Глава IX. ЗАКЛЮЧЕНИЕ. ЖИЗНЬ И СМЫСЛ
Если задаться вопросом о том, каким должно быть заключение книги о творчестве такого мыслителя, как Аристотель, а именно итог всего предложенного нами выше изложения, то может возникнуть лишь один последний вопрос — о соотношении философии Аристотеля и его реальной жизненной судьбы или о соотношении жизни Аристотеля и ее смысла.
Жизнь и смысл
В Древней Греции, кажется, не было мыслителя большего энциклопедического размаха, чем Аристотель. Это был человек, который везде и всюду искал прежде всего смысл действительности и который формулировал смысл находимых им вещей в более обширных и более глубоких размерах. Если взять одну биологию, то в своих зоологических трактатах Аристотель устанавливает и характеризует более 400 видов животных. Если взять его общественно-политические сочинения, то, оказывается, он характеризовал 158 разных греческих и негреческих законодательств. Вся V книга его основного трактата «Метафизика» специально посвящена философской терминологии, и каждый термин выступает у него в двух-трех, а то и пяти или шести смыслах. Вся жизнь этого человека состояла в бесконечном установлении того или иного смысла окружавших его предметов.

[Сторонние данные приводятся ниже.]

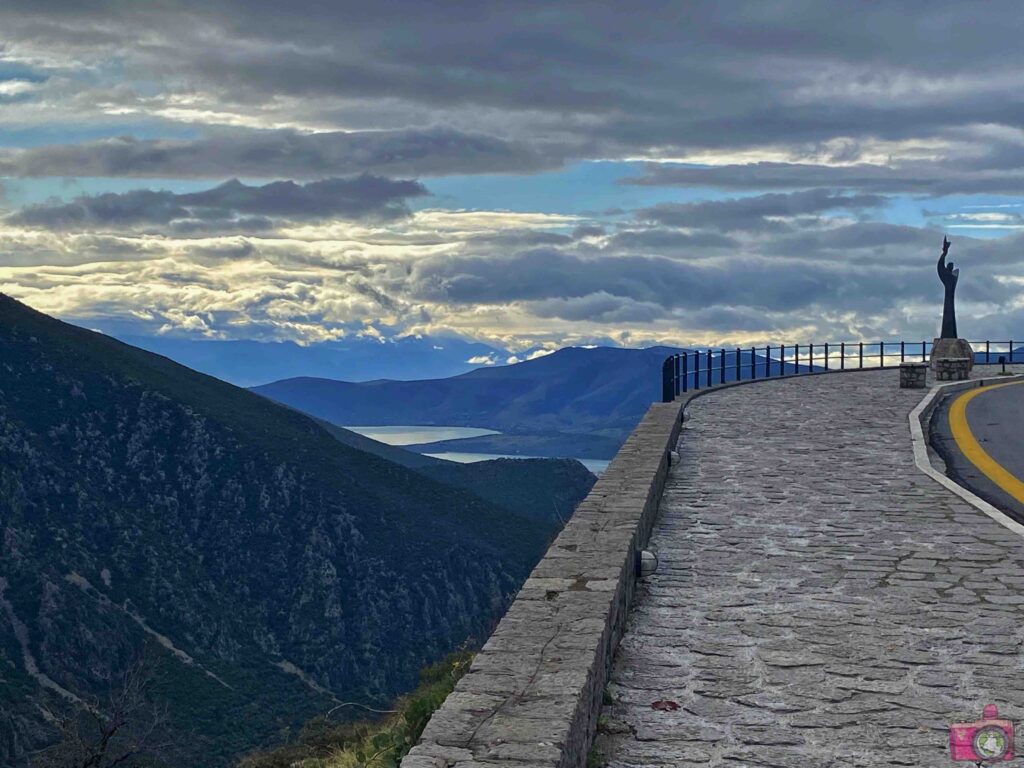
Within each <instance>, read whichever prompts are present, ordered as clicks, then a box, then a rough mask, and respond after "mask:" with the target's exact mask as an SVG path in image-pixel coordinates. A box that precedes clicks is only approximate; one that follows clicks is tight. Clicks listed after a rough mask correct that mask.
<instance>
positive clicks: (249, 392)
mask: <svg viewBox="0 0 1024 768" xmlns="http://www.w3.org/2000/svg"><path fill="white" fill-rule="evenodd" d="M438 466H442V465H433V464H431V468H434V467H438ZM499 469H500V468H497V467H493V468H490V469H488V470H484V471H495V472H497V473H498V474H499V475H501V476H502V477H504V478H505V479H500V480H499V482H502V483H505V484H509V483H517V482H522V483H526V482H529V481H530V480H529V478H528V477H525V476H523V475H522V474H516V473H512V474H508V475H506V474H503V473H501V472H499ZM557 469H558V471H559V472H562V471H564V472H565V477H567V478H570V479H571V478H573V477H574V478H577V479H579V477H580V472H579V469H578V468H577V467H573V466H569V465H566V466H559V467H558V468H557ZM431 471H436V472H439V475H438V476H440V475H442V474H444V473H445V472H446V473H447V474H449V475H451V476H452V482H456V480H457V479H458V478H455V477H454V475H456V474H458V473H459V472H461V471H462V470H459V469H454V470H453V469H449V470H437V469H431ZM516 472H522V473H527V474H528V468H525V467H521V468H519V467H517V469H516ZM547 477H548V479H547V480H545V482H549V483H551V482H553V481H554V477H555V475H554V474H549V475H547ZM509 478H511V479H509ZM590 481H591V480H588V482H590ZM459 484H461V485H464V486H467V485H469V484H471V483H469V482H468V481H464V482H459ZM587 487H589V485H587ZM575 493H577V494H579V493H581V490H580V489H578V490H577V492H575ZM582 493H585V492H582ZM567 503H568V502H566V504H567ZM525 505H526V502H524V501H523V499H522V498H521V495H519V494H516V495H513V496H511V497H510V499H508V500H505V502H504V506H499V505H498V504H496V503H494V501H486V500H484V499H481V498H480V497H479V496H477V495H476V494H473V493H469V492H468V490H465V489H463V488H462V487H455V486H454V485H452V484H445V483H442V482H439V481H437V480H436V479H433V478H432V477H430V476H427V474H425V473H423V472H420V471H414V470H412V469H410V468H408V467H406V466H401V465H399V464H396V463H394V462H391V461H387V460H385V459H383V458H381V457H379V456H375V455H373V454H371V453H367V452H365V451H360V450H356V449H353V447H351V446H349V445H347V444H343V442H342V441H340V440H339V439H337V438H336V437H335V436H332V435H331V434H330V433H329V432H328V431H327V430H325V429H324V428H323V427H322V426H321V425H319V424H317V423H315V422H314V421H312V420H310V419H309V418H307V417H305V416H303V415H301V414H299V413H296V412H295V411H293V410H291V409H287V408H283V407H281V406H278V404H275V403H273V402H271V401H270V400H268V399H266V398H264V397H260V396H257V395H255V394H253V393H251V392H248V391H246V390H243V389H239V388H237V387H234V386H231V385H229V384H225V383H223V382H221V381H218V380H216V379H213V378H210V377H208V376H204V375H202V374H198V373H196V372H194V371H190V370H188V369H186V368H183V367H181V366H178V365H176V364H174V362H171V361H170V360H168V359H166V358H164V357H161V356H158V355H155V354H151V353H148V352H144V351H142V350H139V349H135V348H133V347H130V346H127V345H125V344H123V343H120V342H118V341H116V340H114V339H111V338H109V337H104V336H102V335H100V334H96V333H92V332H89V331H85V330H83V329H79V328H75V327H73V326H69V325H66V324H63V323H59V322H57V321H54V319H52V318H50V317H47V316H46V315H43V314H40V313H38V312H36V311H33V310H31V309H29V308H28V307H26V306H24V305H22V304H19V303H17V302H15V301H13V300H12V299H9V298H7V297H4V296H0V530H2V531H3V536H2V538H0V680H2V684H0V765H11V764H18V763H19V762H20V761H24V759H25V756H26V754H27V753H28V752H30V751H32V750H34V749H36V748H38V746H40V745H41V744H44V743H46V742H47V741H48V740H49V739H52V738H53V737H54V733H53V730H52V726H51V725H50V724H49V722H48V721H47V720H46V718H45V717H44V714H43V712H42V711H41V710H40V709H39V708H40V707H41V706H45V707H48V708H52V709H55V710H60V709H67V708H74V707H76V706H80V705H84V702H87V701H92V700H99V701H101V700H103V698H104V696H105V693H106V691H108V690H109V689H110V688H111V687H112V686H114V685H115V684H116V681H117V680H118V678H119V676H120V675H121V673H122V671H123V670H124V669H125V667H126V666H128V665H129V664H130V663H131V659H132V657H133V656H134V655H135V653H136V652H138V649H139V648H140V647H141V646H142V645H143V644H144V643H146V642H150V643H151V644H152V645H153V646H154V647H155V648H156V649H157V650H156V652H157V653H158V665H157V667H156V669H155V670H154V672H153V675H154V681H153V689H152V692H153V695H154V696H155V697H157V698H158V699H159V700H160V701H162V702H166V703H167V705H168V707H169V710H170V722H171V727H172V728H173V729H174V732H175V733H176V734H177V735H178V741H179V742H180V743H182V744H185V745H188V746H193V748H195V750H196V753H197V754H194V755H193V757H191V758H190V759H189V760H185V761H181V762H178V763H177V764H178V765H203V766H217V765H223V764H224V763H225V762H226V761H228V760H229V759H230V758H231V757H232V756H233V755H236V754H238V753H239V752H240V751H242V750H244V749H248V748H251V746H253V745H255V744H257V743H259V742H260V741H262V740H265V739H270V738H275V737H280V736H281V734H282V733H283V732H284V731H287V729H288V728H290V727H293V726H295V725H297V724H299V723H302V722H304V721H305V720H307V719H309V718H310V717H311V716H313V715H315V714H317V713H323V712H325V711H326V709H328V708H329V707H331V706H332V702H333V701H334V700H335V698H336V697H338V698H341V699H343V700H346V701H352V700H354V701H364V702H367V703H371V705H372V703H380V702H384V701H386V700H388V699H389V698H390V697H391V696H392V695H394V694H395V693H397V692H399V691H401V690H403V689H407V688H410V687H412V685H413V683H414V681H415V677H416V670H417V669H418V668H420V667H421V666H422V665H423V664H425V663H428V662H430V660H433V659H435V658H437V657H438V656H440V655H441V654H442V653H444V652H446V651H449V650H451V649H452V648H454V647H456V646H457V645H459V644H460V643H461V642H463V641H464V640H465V639H466V638H467V637H468V636H471V635H476V636H481V635H482V634H483V633H484V632H485V631H486V628H487V626H488V623H489V622H490V621H493V618H494V617H495V616H497V615H498V614H499V613H500V611H501V608H502V606H503V603H504V601H505V600H506V599H507V597H508V596H509V595H510V594H512V593H513V592H514V591H515V590H516V589H517V587H518V585H519V584H520V583H521V581H522V580H523V579H524V578H525V575H526V573H527V572H528V571H529V569H530V567H531V566H532V564H534V563H535V562H536V561H537V559H538V558H539V556H540V555H541V553H542V552H543V550H544V548H545V545H546V543H547V542H548V541H549V538H550V537H551V536H552V535H553V532H554V531H555V530H556V526H555V525H552V524H551V523H550V522H547V521H545V520H542V519H539V518H541V517H543V516H545V515H546V509H545V510H542V511H540V512H537V513H536V514H535V515H532V519H527V518H526V517H524V516H520V515H517V514H513V513H512V512H510V511H509V510H508V507H512V508H515V507H519V508H520V509H525ZM545 506H547V505H545ZM535 511H536V508H535ZM566 511H567V510H566V509H560V510H559V514H565V513H566Z"/></svg>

Искание смысла жизни уже на восемнадцатом году привело его не куда-нибудь, но в самую развитую, самую богатую и в те времена самую возвышенную философскую школу того времени — а именно в Академию Платона. В Академии Аристотель овладел философией Платона, но и здесь оставался менее всего пассивным. Он весьма скоро стал относиться к этой философии вполне критически, учитывая как все ее достижения, так и недостатки.
Небывалый размах и расцвет философской мысли Аристотеля всегда соединялся у него с весьма активной политической деятельностью. Как истый грек, он был бесконечно предан своим патриотическим интересам и всеми силами своей гениальной души хотел сохранить Грецию именно периода ее классики. Но уже тут Аристотелю пришлось столкнуться с весьма суровой судьбой греческого классического полиса, быстро шедшего к своей неминуемой гибели.
И здесь он не только не был пассивным созерцателем, но весьма активно хотел восстановить свободу независимых друг от друга греческих полисов под властью гуманно настроенных македонских царей. Это ему решительно не удалось, потому что македонские цари оказались не гуманистами, но деспотами, желавшими не свободно расцветающей демократической Греции, но ее раболепного подчинения всем капризам жесточайшего завоевателя.
Однако, убедившись в полной непригодности для этой роли македонского владычества, которому он принципиально сочувствовал и в гуманность которого он долгое время верил, Аристотель все же не остался в стороне. Нельзя закрывать глаза на то, что он задумывал, может быть, даже отравить Александра Македонского, который из философствующего монарха и почтительного ученика очень скоро превратился в кровавого завоевателя и тирана. Смерть Александра, однако, не отодвинула в небытие самые насущные проблемы.